I'd say Secret of NIMH, Looper, Tarka the Otter, Ring of Bright Water, Metropolis and Untouchable are some of my favourite films.


----------



## Makarov (Oct 25, 2012)

That is a hard one. I usually don't saying definitively what my favorite movie of all time is. I have a lot of favorites, but if I had to choose I would say The Godfather. 

-Great acting
-Great story
-Great in every way imaginable


----------



## Heliophobic (Oct 25, 2012)

The Alien franchise, I guess. I don't really have a _favorite_ movie.

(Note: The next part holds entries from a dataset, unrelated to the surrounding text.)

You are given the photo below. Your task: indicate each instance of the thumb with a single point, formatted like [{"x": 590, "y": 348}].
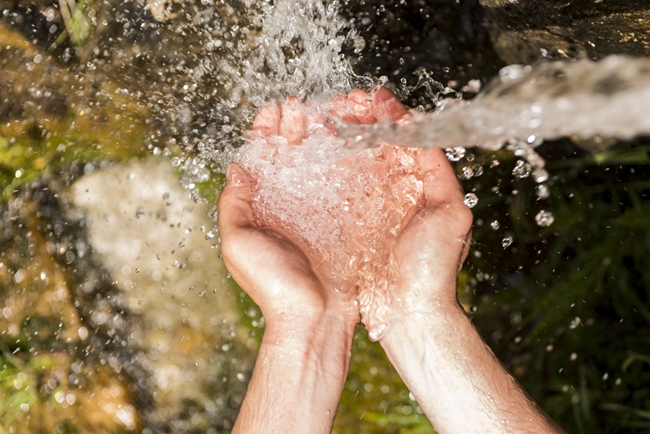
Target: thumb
[{"x": 235, "y": 211}]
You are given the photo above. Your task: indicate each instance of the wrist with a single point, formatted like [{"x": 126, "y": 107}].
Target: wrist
[{"x": 418, "y": 306}]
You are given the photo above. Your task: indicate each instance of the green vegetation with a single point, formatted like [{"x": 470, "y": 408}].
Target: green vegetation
[{"x": 567, "y": 307}]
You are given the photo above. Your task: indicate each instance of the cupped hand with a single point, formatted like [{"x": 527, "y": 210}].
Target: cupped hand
[
  {"x": 430, "y": 250},
  {"x": 280, "y": 276},
  {"x": 269, "y": 266}
]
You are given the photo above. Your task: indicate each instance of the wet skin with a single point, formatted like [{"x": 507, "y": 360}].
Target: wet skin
[{"x": 304, "y": 356}]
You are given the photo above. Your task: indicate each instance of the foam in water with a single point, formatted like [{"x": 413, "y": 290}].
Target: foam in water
[
  {"x": 581, "y": 99},
  {"x": 345, "y": 206}
]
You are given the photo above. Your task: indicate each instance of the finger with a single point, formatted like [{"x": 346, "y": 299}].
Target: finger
[
  {"x": 292, "y": 122},
  {"x": 441, "y": 185},
  {"x": 235, "y": 211},
  {"x": 385, "y": 105},
  {"x": 361, "y": 107},
  {"x": 340, "y": 109},
  {"x": 267, "y": 120}
]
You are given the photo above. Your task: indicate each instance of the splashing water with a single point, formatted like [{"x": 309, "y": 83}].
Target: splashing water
[
  {"x": 345, "y": 207},
  {"x": 581, "y": 99}
]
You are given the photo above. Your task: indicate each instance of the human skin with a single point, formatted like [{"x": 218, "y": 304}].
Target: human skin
[
  {"x": 304, "y": 355},
  {"x": 459, "y": 383}
]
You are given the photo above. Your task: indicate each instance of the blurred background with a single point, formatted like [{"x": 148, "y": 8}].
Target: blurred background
[{"x": 116, "y": 120}]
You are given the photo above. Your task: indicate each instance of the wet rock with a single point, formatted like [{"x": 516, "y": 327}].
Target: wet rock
[
  {"x": 527, "y": 30},
  {"x": 445, "y": 37},
  {"x": 158, "y": 246}
]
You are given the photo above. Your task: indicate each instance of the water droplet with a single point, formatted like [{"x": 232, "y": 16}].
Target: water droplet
[
  {"x": 455, "y": 154},
  {"x": 544, "y": 218},
  {"x": 470, "y": 200},
  {"x": 522, "y": 169},
  {"x": 540, "y": 175},
  {"x": 542, "y": 191}
]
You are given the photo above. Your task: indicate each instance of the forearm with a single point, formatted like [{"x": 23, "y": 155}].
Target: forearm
[
  {"x": 298, "y": 377},
  {"x": 456, "y": 379}
]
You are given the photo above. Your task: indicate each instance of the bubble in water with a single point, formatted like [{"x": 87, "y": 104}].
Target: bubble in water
[
  {"x": 542, "y": 191},
  {"x": 522, "y": 169},
  {"x": 544, "y": 218},
  {"x": 455, "y": 154},
  {"x": 468, "y": 172},
  {"x": 540, "y": 175},
  {"x": 470, "y": 200}
]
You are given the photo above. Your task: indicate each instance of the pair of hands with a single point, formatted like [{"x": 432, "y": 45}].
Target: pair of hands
[
  {"x": 285, "y": 282},
  {"x": 304, "y": 357}
]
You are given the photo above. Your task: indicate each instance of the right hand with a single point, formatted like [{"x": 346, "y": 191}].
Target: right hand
[{"x": 430, "y": 250}]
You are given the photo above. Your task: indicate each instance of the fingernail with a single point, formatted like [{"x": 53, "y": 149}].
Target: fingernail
[{"x": 235, "y": 178}]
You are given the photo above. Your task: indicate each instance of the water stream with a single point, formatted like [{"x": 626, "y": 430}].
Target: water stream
[{"x": 114, "y": 301}]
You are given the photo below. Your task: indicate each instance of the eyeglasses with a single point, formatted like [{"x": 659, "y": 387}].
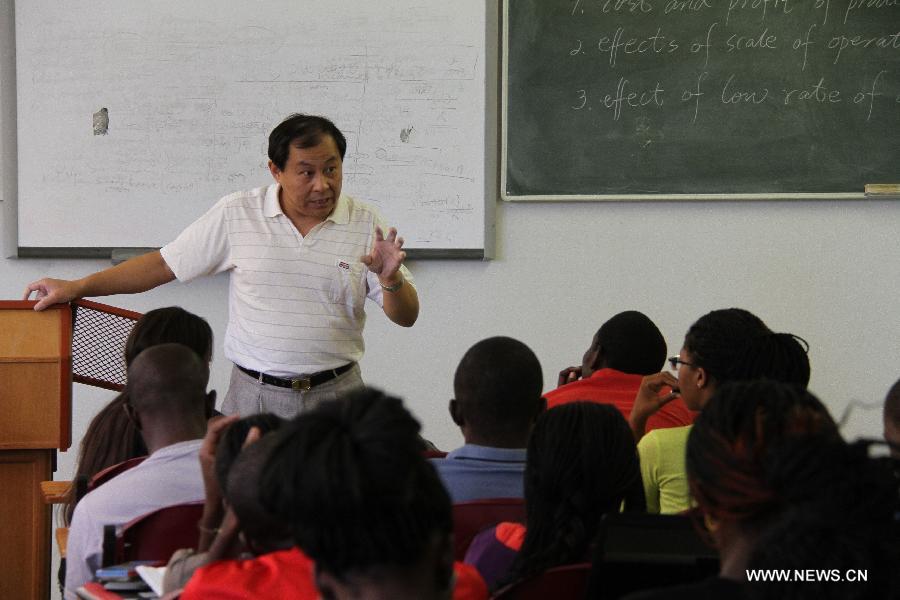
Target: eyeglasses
[{"x": 676, "y": 360}]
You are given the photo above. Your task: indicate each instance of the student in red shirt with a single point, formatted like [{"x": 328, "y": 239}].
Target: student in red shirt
[
  {"x": 624, "y": 350},
  {"x": 363, "y": 502}
]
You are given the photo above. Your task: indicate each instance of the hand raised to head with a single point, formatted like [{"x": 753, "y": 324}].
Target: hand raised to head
[{"x": 386, "y": 255}]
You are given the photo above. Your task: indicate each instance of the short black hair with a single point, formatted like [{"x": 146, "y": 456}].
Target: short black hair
[
  {"x": 170, "y": 324},
  {"x": 718, "y": 339},
  {"x": 632, "y": 343},
  {"x": 168, "y": 379},
  {"x": 498, "y": 383},
  {"x": 302, "y": 131},
  {"x": 231, "y": 441},
  {"x": 351, "y": 479},
  {"x": 264, "y": 531}
]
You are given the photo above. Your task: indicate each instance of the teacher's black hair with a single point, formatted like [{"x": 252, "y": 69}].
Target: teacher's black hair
[{"x": 302, "y": 131}]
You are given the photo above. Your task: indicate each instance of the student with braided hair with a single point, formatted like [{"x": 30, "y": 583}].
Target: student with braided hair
[
  {"x": 724, "y": 345},
  {"x": 779, "y": 489},
  {"x": 111, "y": 437},
  {"x": 581, "y": 464},
  {"x": 366, "y": 510}
]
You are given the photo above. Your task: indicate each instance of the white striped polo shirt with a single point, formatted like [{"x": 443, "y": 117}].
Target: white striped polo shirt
[{"x": 296, "y": 304}]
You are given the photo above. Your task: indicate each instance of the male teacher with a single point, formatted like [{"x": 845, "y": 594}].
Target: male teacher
[{"x": 302, "y": 259}]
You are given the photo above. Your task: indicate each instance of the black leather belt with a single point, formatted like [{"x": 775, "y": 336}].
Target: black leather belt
[{"x": 303, "y": 384}]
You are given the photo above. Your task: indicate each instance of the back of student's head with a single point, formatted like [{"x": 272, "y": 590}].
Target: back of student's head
[
  {"x": 498, "y": 383},
  {"x": 891, "y": 419},
  {"x": 362, "y": 501},
  {"x": 171, "y": 324},
  {"x": 717, "y": 341},
  {"x": 632, "y": 343},
  {"x": 262, "y": 529},
  {"x": 777, "y": 356},
  {"x": 168, "y": 381},
  {"x": 729, "y": 457},
  {"x": 231, "y": 441},
  {"x": 111, "y": 436},
  {"x": 582, "y": 463},
  {"x": 836, "y": 516}
]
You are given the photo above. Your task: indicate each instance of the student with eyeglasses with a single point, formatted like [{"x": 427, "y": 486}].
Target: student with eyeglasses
[{"x": 724, "y": 345}]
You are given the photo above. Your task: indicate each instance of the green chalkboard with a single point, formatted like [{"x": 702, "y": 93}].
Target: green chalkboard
[{"x": 606, "y": 98}]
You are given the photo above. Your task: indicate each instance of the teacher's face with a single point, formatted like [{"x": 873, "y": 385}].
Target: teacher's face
[{"x": 311, "y": 180}]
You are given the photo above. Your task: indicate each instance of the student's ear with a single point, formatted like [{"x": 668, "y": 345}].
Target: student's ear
[
  {"x": 456, "y": 413},
  {"x": 132, "y": 415},
  {"x": 599, "y": 358},
  {"x": 542, "y": 406},
  {"x": 702, "y": 378},
  {"x": 328, "y": 585},
  {"x": 209, "y": 407}
]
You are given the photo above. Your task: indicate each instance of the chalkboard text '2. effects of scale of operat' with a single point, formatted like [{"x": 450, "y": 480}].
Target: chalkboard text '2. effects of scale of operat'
[{"x": 734, "y": 34}]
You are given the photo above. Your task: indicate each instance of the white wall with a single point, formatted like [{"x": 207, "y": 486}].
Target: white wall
[{"x": 827, "y": 271}]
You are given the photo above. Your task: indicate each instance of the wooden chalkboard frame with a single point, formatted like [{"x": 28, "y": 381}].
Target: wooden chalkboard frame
[{"x": 862, "y": 194}]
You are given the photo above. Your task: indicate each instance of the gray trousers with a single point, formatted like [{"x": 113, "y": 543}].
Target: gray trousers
[{"x": 247, "y": 396}]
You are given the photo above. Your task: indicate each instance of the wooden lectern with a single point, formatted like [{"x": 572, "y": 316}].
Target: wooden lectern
[{"x": 35, "y": 421}]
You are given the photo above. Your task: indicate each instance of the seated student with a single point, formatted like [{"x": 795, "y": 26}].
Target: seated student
[
  {"x": 498, "y": 398},
  {"x": 274, "y": 567},
  {"x": 111, "y": 437},
  {"x": 625, "y": 349},
  {"x": 582, "y": 463},
  {"x": 365, "y": 505},
  {"x": 892, "y": 419},
  {"x": 168, "y": 402},
  {"x": 779, "y": 489},
  {"x": 223, "y": 444},
  {"x": 723, "y": 345}
]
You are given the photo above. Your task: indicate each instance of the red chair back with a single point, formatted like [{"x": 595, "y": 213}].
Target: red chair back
[
  {"x": 108, "y": 473},
  {"x": 470, "y": 518},
  {"x": 157, "y": 535},
  {"x": 560, "y": 583}
]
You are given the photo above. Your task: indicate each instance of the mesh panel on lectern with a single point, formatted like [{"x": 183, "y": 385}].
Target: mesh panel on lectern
[{"x": 98, "y": 344}]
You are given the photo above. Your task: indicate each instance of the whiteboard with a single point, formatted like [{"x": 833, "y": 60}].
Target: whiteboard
[{"x": 192, "y": 90}]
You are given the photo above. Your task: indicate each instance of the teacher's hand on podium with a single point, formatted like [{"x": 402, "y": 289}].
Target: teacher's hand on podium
[
  {"x": 135, "y": 275},
  {"x": 52, "y": 291}
]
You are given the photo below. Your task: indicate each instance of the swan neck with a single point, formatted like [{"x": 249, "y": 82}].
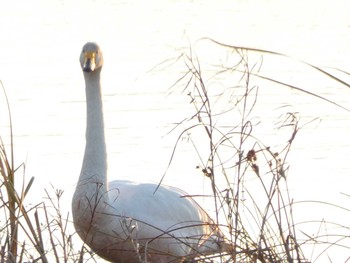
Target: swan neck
[{"x": 95, "y": 157}]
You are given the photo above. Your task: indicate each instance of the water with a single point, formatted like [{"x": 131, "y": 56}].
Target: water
[{"x": 41, "y": 41}]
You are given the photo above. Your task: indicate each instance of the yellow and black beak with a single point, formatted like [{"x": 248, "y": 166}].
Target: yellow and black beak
[{"x": 89, "y": 62}]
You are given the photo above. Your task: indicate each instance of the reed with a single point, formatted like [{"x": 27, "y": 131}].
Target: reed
[{"x": 247, "y": 177}]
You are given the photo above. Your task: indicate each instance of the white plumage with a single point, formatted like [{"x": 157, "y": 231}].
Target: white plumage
[{"x": 125, "y": 221}]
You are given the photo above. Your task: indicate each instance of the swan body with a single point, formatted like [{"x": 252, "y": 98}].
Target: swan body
[{"x": 125, "y": 221}]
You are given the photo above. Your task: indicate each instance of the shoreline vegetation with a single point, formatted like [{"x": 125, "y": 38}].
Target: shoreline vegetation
[{"x": 247, "y": 177}]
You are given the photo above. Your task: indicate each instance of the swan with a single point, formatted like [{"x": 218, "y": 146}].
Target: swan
[{"x": 124, "y": 221}]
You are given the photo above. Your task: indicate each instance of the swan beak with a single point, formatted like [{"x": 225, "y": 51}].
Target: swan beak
[{"x": 89, "y": 63}]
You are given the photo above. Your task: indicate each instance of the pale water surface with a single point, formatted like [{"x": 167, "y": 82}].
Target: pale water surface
[{"x": 40, "y": 45}]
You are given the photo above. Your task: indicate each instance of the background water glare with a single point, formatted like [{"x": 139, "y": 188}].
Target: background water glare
[{"x": 41, "y": 42}]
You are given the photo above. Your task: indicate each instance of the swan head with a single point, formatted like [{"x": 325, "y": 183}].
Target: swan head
[{"x": 91, "y": 58}]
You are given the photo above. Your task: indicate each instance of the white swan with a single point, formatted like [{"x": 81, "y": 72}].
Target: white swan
[{"x": 125, "y": 221}]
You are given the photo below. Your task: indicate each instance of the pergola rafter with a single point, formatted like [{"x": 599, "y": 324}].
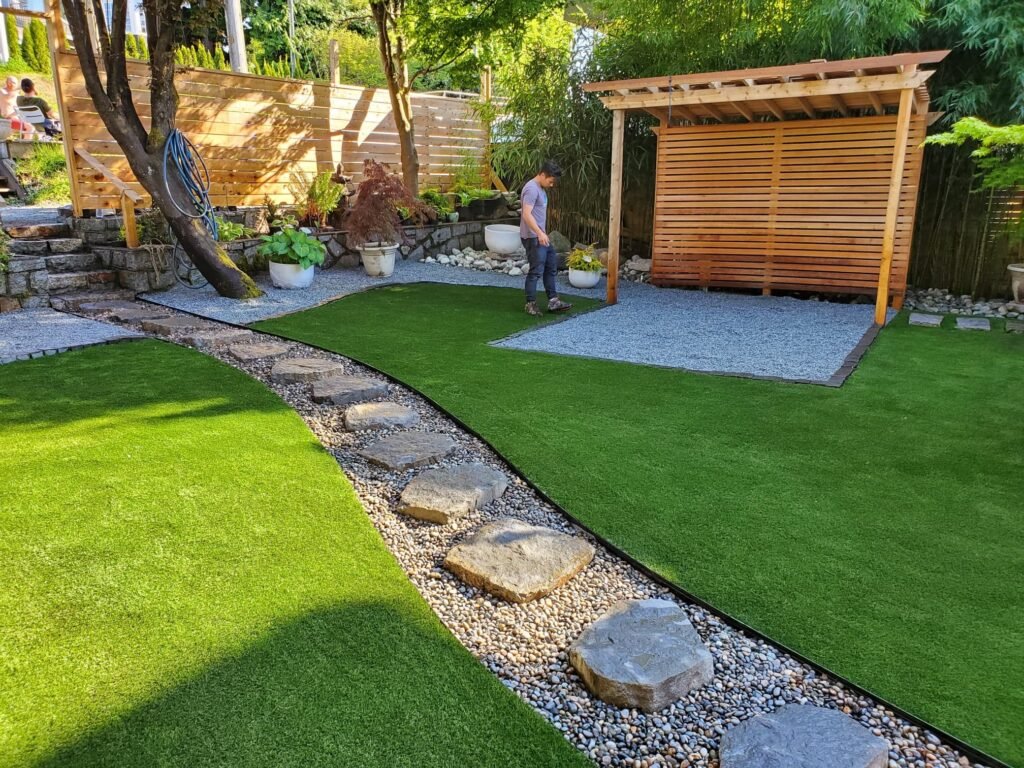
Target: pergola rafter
[{"x": 890, "y": 90}]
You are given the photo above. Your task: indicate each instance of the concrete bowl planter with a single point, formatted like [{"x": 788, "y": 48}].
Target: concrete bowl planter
[
  {"x": 584, "y": 279},
  {"x": 291, "y": 275},
  {"x": 1017, "y": 281},
  {"x": 378, "y": 258},
  {"x": 503, "y": 239}
]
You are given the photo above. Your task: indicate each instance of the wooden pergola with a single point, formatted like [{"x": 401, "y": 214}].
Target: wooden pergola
[{"x": 799, "y": 177}]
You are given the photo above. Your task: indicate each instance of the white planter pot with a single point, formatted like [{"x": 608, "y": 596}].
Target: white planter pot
[
  {"x": 503, "y": 239},
  {"x": 581, "y": 279},
  {"x": 1017, "y": 281},
  {"x": 378, "y": 259},
  {"x": 291, "y": 275}
]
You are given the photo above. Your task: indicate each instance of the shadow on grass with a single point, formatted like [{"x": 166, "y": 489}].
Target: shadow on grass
[{"x": 367, "y": 684}]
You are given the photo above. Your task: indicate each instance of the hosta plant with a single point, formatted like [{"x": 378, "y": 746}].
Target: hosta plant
[{"x": 293, "y": 247}]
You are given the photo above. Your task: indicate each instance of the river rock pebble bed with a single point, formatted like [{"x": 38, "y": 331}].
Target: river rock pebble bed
[{"x": 526, "y": 645}]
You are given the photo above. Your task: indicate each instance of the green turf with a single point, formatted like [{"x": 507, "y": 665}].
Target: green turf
[
  {"x": 188, "y": 580},
  {"x": 876, "y": 528}
]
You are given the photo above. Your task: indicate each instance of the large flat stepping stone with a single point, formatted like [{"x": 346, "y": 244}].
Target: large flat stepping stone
[
  {"x": 217, "y": 338},
  {"x": 341, "y": 390},
  {"x": 304, "y": 369},
  {"x": 974, "y": 324},
  {"x": 442, "y": 495},
  {"x": 516, "y": 561},
  {"x": 171, "y": 325},
  {"x": 379, "y": 416},
  {"x": 408, "y": 450},
  {"x": 249, "y": 352},
  {"x": 643, "y": 654},
  {"x": 929, "y": 321},
  {"x": 802, "y": 736}
]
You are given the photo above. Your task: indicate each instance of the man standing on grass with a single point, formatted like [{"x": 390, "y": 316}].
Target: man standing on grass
[{"x": 534, "y": 232}]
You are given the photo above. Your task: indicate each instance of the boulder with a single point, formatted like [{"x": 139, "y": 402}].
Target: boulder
[
  {"x": 441, "y": 495},
  {"x": 802, "y": 736},
  {"x": 517, "y": 561},
  {"x": 643, "y": 654}
]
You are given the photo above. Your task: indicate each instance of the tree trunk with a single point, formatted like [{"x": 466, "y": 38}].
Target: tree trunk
[
  {"x": 143, "y": 150},
  {"x": 392, "y": 50}
]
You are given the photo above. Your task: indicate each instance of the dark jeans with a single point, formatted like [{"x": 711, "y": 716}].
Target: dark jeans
[{"x": 543, "y": 261}]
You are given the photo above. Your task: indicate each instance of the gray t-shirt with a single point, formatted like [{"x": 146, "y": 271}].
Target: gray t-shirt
[{"x": 534, "y": 194}]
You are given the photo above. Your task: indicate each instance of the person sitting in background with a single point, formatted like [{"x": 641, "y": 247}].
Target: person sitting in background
[{"x": 29, "y": 97}]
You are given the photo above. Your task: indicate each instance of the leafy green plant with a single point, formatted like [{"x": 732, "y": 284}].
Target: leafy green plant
[
  {"x": 584, "y": 260},
  {"x": 229, "y": 230},
  {"x": 293, "y": 247},
  {"x": 438, "y": 201}
]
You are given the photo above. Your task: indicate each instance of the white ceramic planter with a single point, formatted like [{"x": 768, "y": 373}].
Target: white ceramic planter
[
  {"x": 503, "y": 239},
  {"x": 378, "y": 258},
  {"x": 581, "y": 279},
  {"x": 291, "y": 275},
  {"x": 1017, "y": 281}
]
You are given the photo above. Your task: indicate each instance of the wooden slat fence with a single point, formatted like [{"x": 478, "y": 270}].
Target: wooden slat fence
[
  {"x": 790, "y": 206},
  {"x": 257, "y": 133}
]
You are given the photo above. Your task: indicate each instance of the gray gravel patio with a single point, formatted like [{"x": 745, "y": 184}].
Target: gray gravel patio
[
  {"x": 763, "y": 336},
  {"x": 31, "y": 333}
]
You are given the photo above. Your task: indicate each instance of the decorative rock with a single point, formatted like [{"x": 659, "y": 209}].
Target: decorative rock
[
  {"x": 802, "y": 736},
  {"x": 974, "y": 324},
  {"x": 219, "y": 337},
  {"x": 408, "y": 450},
  {"x": 170, "y": 325},
  {"x": 643, "y": 654},
  {"x": 516, "y": 561},
  {"x": 441, "y": 495},
  {"x": 247, "y": 352},
  {"x": 930, "y": 321},
  {"x": 379, "y": 416},
  {"x": 304, "y": 369},
  {"x": 342, "y": 390}
]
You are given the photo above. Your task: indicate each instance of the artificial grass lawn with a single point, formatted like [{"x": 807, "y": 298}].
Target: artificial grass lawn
[
  {"x": 188, "y": 580},
  {"x": 875, "y": 528}
]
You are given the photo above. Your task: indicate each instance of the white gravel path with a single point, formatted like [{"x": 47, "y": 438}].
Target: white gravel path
[{"x": 31, "y": 333}]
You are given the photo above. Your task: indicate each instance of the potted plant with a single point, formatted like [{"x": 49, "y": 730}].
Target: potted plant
[
  {"x": 292, "y": 255},
  {"x": 585, "y": 267},
  {"x": 374, "y": 222}
]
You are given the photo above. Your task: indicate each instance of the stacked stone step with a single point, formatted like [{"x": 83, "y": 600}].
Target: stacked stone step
[
  {"x": 642, "y": 654},
  {"x": 46, "y": 262}
]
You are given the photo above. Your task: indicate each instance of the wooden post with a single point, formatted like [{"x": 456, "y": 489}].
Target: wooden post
[
  {"x": 131, "y": 227},
  {"x": 55, "y": 38},
  {"x": 236, "y": 36},
  {"x": 334, "y": 61},
  {"x": 892, "y": 209},
  {"x": 615, "y": 202}
]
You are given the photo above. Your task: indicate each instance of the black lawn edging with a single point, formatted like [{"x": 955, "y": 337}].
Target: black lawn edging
[{"x": 976, "y": 755}]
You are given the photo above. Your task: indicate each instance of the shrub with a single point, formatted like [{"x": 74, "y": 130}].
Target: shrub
[
  {"x": 375, "y": 215},
  {"x": 293, "y": 247}
]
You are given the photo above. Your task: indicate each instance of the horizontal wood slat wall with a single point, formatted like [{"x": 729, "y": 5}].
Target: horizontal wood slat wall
[
  {"x": 254, "y": 132},
  {"x": 797, "y": 205}
]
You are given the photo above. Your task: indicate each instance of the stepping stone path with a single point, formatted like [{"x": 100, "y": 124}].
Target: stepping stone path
[
  {"x": 219, "y": 337},
  {"x": 974, "y": 324},
  {"x": 931, "y": 321},
  {"x": 802, "y": 736},
  {"x": 304, "y": 369},
  {"x": 643, "y": 654},
  {"x": 442, "y": 495},
  {"x": 247, "y": 352},
  {"x": 168, "y": 326},
  {"x": 379, "y": 416},
  {"x": 407, "y": 450},
  {"x": 342, "y": 390},
  {"x": 516, "y": 561}
]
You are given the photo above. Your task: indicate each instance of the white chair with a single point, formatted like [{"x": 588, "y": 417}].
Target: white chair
[{"x": 33, "y": 116}]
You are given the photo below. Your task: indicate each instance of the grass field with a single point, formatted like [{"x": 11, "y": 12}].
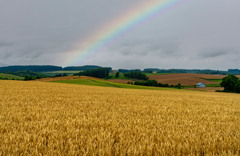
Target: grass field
[
  {"x": 62, "y": 72},
  {"x": 42, "y": 118},
  {"x": 11, "y": 77}
]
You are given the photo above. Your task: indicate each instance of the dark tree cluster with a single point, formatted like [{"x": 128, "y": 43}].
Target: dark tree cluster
[
  {"x": 136, "y": 75},
  {"x": 196, "y": 71},
  {"x": 83, "y": 68},
  {"x": 99, "y": 73},
  {"x": 128, "y": 70},
  {"x": 156, "y": 84},
  {"x": 231, "y": 84}
]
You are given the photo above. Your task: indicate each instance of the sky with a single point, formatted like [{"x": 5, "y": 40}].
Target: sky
[{"x": 189, "y": 34}]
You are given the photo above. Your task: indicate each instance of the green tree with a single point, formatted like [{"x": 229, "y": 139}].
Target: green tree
[
  {"x": 230, "y": 83},
  {"x": 117, "y": 75}
]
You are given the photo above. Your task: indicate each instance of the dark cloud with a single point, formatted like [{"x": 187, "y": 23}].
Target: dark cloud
[{"x": 44, "y": 32}]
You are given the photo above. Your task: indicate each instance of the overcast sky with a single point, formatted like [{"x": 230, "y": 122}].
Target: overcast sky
[{"x": 195, "y": 34}]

Oh my god how long have I had that sig pic?


----------



## Dreaming (Oct 25, 2012)

Disturbia 

I love that film


----------



## Nelex (Oct 25, 2012)

me road house why because people walk into a bar to have some guy whos a mix of bruce lee and chuck noris kick there asses right away its funny acting sucked though


----------



## Aetius (Oct 25, 2012)

I am still in love with The Road Warrior. A close second is The Last Emperor


----------



## Nelex (Oct 25, 2012)

havnt seen those movies yet


----------



## Nineteen-TwentySeven (Oct 25, 2012)

As of right now, my favorite is probably Seven Psychopaths. Christopher Walken absolutely made that movie.
Also in the list are both Boondocks Saints movies and The Matrix.


----------



## dinosaurdammit (Oct 25, 2012)

perfume


----------



## ObeyTheSnarf (Oct 25, 2012)

Earth Girls Are Easy and But I'm a Cheerleader!


----------



## aqxsl (Oct 25, 2012)

blade runner is okay i guess


----------



## Saylor (Oct 26, 2012)

The Big Lebowski.


----------



## Lifelessbody (Nov 4, 2012)

Dark City. ...followed by The City Of Lost Children. Both are really bizarre and imaginative.


----------



## DW_ (Nov 5, 2012)

why has nobody brought up Dorkness Rising yet

WHY

I DEMAND TO KNOW


----------



## Grunnolf (Nov 5, 2012)

My altime favorite movie is Legends of the Falls ... i was named after tristan in the movie hence a partial reason for my signature


----------



## Demensa (Nov 5, 2012)

The Matrix Trilogy watched in one sitting...


----------



## Danawhiterabbit (Nov 5, 2012)

Favorite would have to be Children of Men. The atmosphere of that movie was palpable.


----------



## Indigo-Mew (Nov 7, 2012)

_Trains, planes and automobiles _I watch it every year!


----------



## Nineteen-TwentySeven (Nov 7, 2012)

Indigo-Mew said:


> _Trains, planes and automobiles _I watch it every year!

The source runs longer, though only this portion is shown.